Sunday 11 March 2012

Toxicity, thoughts about people.

I have had several reasons to post this recently but never actually did it, I think I was scared that people might think it's about them. However honestly anyone who has made me feel like this is unlikely to read it because, well, they don't care and if they do then maybe they'll think about how they treat people, either way..... PROFIT.


We like all animals are predisposed to addiction.
We like things that make us feel good, that give us a rush.
We like food and alcohol and chocolate and cocaine and nicotine and caffeine and people etc..
When any of these things gives us internal validation (generally through stuff like dopamine production) we crave more of it though, we need more and more of what we think we need in order to feel good, about life, about ourselves, all sorts.
I don't pretend to know exactly the myriad of reasons behind this, I do know that receptor cells when flooded with their matching chemical do eventually require more and more of said chemical to get the same reaction. Also, why would you stop doing something that feels good?
Therefore we partake in behaviours that, while we know are counterproductive and bad for us, feel good at the time. Regardless of long term consequences we drink to excess or chase the dragon, or have sex or hang out with people that flatter us.
Yeah, we don't always think about that one do we? The people who tell us we are good at stuff and brilliant and fabulous, and still are worth the world even when we know we're far from perfect. We crave someone who will think we're amazing, and while that's lovely it gets us to lower our defences, some people thrive on this, some people prey on the vulnerable.
Once they have found someone who is sufficiently laid bare, damaged and scared the abuse can begin, they will build us up only to tear us down. We will actually hang on to these people like nothing else, hoping to please them more while they treat us like dirt, it only makes the high greater when it does hit, when they do throw a stray nice word or compliment our way.

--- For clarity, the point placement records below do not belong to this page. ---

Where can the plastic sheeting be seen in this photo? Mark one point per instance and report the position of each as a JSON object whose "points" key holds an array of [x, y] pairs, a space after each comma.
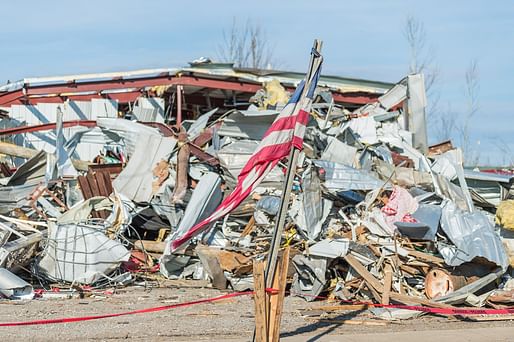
{"points": [[80, 252], [341, 177], [12, 286], [204, 201], [473, 236]]}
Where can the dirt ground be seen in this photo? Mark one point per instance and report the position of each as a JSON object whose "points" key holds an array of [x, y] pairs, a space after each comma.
{"points": [[229, 319]]}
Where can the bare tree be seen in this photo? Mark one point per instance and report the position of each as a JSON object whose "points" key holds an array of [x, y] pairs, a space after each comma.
{"points": [[422, 61], [472, 87], [246, 46], [421, 56]]}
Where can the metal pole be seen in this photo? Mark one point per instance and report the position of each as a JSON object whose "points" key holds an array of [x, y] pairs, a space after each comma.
{"points": [[179, 105], [271, 264], [281, 218], [286, 192]]}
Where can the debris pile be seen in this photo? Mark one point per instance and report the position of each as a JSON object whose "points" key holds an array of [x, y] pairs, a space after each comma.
{"points": [[375, 213]]}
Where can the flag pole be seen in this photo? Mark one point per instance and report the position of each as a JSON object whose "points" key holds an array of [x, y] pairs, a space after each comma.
{"points": [[272, 321], [286, 191]]}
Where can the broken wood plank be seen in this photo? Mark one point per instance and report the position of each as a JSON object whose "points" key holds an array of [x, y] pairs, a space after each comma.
{"points": [[279, 297], [388, 279], [349, 322], [364, 273], [260, 299], [347, 307], [150, 246], [425, 256], [27, 153]]}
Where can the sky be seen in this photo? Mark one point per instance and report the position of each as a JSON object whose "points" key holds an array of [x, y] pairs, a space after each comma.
{"points": [[361, 39]]}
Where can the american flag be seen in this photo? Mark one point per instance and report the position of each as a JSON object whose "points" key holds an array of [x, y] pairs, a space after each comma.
{"points": [[285, 132]]}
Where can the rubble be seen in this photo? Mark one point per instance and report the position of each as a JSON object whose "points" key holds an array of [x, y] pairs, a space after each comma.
{"points": [[375, 213]]}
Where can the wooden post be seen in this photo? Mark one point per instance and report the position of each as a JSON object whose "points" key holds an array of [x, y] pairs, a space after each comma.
{"points": [[179, 105], [277, 299], [388, 279], [260, 299], [275, 277]]}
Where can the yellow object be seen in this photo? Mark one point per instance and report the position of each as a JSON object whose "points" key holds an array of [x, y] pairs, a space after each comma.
{"points": [[275, 94], [505, 214]]}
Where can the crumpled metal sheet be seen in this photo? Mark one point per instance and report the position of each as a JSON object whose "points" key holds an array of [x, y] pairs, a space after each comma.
{"points": [[234, 156], [310, 210], [199, 125], [341, 177], [330, 248], [473, 236], [135, 181], [339, 152], [242, 125], [428, 217], [13, 287], [80, 252], [310, 276], [204, 201]]}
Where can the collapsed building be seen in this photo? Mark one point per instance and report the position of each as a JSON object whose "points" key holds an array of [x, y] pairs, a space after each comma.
{"points": [[101, 172]]}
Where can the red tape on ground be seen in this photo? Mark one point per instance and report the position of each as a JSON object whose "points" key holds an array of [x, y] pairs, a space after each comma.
{"points": [[159, 308], [441, 311]]}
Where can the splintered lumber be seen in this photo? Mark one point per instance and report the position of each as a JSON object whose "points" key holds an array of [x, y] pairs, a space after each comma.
{"points": [[349, 322], [388, 279], [425, 257], [259, 297], [364, 273], [150, 246], [378, 287], [277, 301], [347, 307]]}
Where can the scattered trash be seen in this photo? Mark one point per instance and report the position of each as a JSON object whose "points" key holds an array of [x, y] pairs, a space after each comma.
{"points": [[375, 213]]}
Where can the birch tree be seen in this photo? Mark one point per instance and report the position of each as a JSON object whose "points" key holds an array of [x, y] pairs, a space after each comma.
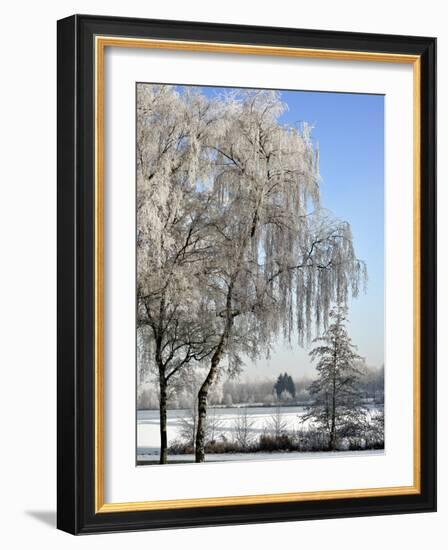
{"points": [[281, 260], [170, 244], [337, 408]]}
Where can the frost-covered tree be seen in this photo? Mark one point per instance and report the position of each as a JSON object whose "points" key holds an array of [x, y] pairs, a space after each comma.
{"points": [[278, 264], [336, 393], [233, 247], [170, 243]]}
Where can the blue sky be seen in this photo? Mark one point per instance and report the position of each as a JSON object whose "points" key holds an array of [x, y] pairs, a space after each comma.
{"points": [[349, 130]]}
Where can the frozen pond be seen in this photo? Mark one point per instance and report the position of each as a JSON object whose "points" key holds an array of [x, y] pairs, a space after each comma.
{"points": [[224, 421]]}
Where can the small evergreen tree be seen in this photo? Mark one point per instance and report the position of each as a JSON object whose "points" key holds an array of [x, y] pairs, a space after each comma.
{"points": [[285, 383], [336, 397]]}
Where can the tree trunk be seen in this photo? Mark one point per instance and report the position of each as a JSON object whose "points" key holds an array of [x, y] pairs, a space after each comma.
{"points": [[333, 415], [202, 403], [163, 420]]}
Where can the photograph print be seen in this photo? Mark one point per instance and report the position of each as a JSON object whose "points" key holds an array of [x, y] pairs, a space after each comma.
{"points": [[260, 274]]}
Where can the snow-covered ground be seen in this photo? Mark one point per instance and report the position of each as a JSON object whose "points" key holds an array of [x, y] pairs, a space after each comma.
{"points": [[225, 420]]}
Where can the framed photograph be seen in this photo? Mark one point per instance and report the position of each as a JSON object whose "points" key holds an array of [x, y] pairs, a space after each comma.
{"points": [[246, 274]]}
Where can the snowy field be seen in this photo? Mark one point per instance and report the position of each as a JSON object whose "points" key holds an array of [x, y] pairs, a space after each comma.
{"points": [[225, 421]]}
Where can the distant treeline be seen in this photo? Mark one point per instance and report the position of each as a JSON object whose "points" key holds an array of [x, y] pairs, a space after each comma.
{"points": [[236, 392]]}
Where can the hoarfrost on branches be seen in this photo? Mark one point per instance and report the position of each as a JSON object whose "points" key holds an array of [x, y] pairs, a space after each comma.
{"points": [[233, 246]]}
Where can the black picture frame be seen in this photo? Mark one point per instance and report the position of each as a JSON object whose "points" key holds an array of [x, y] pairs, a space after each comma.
{"points": [[76, 259]]}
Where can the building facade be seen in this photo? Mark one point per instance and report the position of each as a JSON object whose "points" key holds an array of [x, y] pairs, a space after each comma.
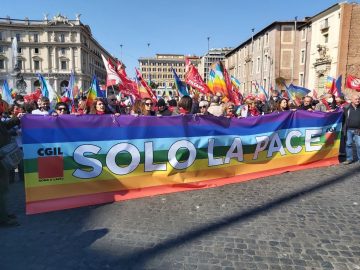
{"points": [[159, 69], [53, 47], [212, 56], [302, 52], [334, 45], [268, 54]]}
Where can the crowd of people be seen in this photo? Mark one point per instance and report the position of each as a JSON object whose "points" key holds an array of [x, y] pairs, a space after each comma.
{"points": [[215, 105]]}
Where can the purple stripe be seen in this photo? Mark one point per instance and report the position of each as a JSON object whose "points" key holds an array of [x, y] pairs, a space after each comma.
{"points": [[85, 121]]}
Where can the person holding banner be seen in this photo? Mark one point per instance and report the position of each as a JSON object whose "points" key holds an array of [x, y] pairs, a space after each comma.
{"points": [[352, 128], [6, 219]]}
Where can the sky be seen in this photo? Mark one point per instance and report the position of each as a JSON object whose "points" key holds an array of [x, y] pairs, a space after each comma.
{"points": [[173, 26]]}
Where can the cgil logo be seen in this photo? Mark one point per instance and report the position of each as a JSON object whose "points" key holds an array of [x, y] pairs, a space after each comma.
{"points": [[269, 144], [54, 151]]}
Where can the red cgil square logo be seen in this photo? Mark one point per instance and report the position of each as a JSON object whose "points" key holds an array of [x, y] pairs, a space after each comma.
{"points": [[50, 167]]}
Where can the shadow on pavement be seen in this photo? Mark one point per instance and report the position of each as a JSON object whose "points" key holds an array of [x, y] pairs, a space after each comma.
{"points": [[137, 260]]}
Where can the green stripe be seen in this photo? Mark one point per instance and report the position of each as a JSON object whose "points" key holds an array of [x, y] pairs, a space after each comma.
{"points": [[124, 159]]}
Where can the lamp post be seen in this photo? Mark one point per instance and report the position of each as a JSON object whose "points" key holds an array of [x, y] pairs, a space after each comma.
{"points": [[149, 62], [121, 45]]}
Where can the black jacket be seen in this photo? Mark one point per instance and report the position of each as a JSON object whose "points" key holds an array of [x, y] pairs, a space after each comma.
{"points": [[5, 137]]}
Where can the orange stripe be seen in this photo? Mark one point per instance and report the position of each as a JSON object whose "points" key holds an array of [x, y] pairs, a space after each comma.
{"points": [[71, 202], [86, 187]]}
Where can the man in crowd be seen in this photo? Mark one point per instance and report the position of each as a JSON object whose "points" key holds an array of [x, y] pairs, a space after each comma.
{"points": [[352, 127]]}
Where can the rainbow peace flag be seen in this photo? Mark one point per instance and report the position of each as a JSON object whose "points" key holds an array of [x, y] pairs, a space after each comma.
{"points": [[216, 81], [90, 159]]}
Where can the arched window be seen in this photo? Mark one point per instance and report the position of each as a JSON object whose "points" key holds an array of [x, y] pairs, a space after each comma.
{"points": [[321, 84], [63, 86]]}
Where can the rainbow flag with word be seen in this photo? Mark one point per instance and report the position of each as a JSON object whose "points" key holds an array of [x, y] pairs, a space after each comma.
{"points": [[91, 159]]}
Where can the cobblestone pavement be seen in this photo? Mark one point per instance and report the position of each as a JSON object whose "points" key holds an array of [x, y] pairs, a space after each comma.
{"points": [[299, 220]]}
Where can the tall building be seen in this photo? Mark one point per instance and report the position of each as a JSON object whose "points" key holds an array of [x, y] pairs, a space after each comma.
{"points": [[332, 45], [53, 47], [302, 52], [158, 69], [268, 54], [212, 56]]}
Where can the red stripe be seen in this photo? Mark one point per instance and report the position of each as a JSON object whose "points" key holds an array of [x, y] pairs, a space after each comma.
{"points": [[93, 199]]}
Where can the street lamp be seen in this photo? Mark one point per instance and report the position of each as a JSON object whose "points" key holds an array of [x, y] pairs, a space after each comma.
{"points": [[149, 62], [121, 45]]}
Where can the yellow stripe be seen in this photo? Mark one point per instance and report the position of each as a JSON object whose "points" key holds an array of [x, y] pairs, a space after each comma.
{"points": [[200, 172]]}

Some people are drawn to drama, I am not actually one of these people, though the catalogue of my life so far would seem to indicate otherwise. However, I'm learning, as we all are.
We eventually will spot the bellends before they get under our skin... before they tramp mud in the metaphorical house that is us.
But it'll take a massive amount of time.
Do not forget that you are not alone in having fallen victim to a bellend, however do not become a "victim" for it is then that they win.

Also, it's worth bearing in mind that though I'm not trying to excuse bellends I'm also not trying to entirely vilify them, they have just gotten into a pattern that feels good and are having to feed it with people.
People are just people, however, at some stage someone needs to realise that the relationship, just like a drug, is toxic, and that the best way forward is to remove the toxic substance from our lives.


1 comment:

  1. It has been pointed out to me that this could be taken as a suggestion that meeting new people should be scary. This is not my intention, just that perhaps we should be less scared of ending bad relationships and spotting signs of people who will just repeat old patterns.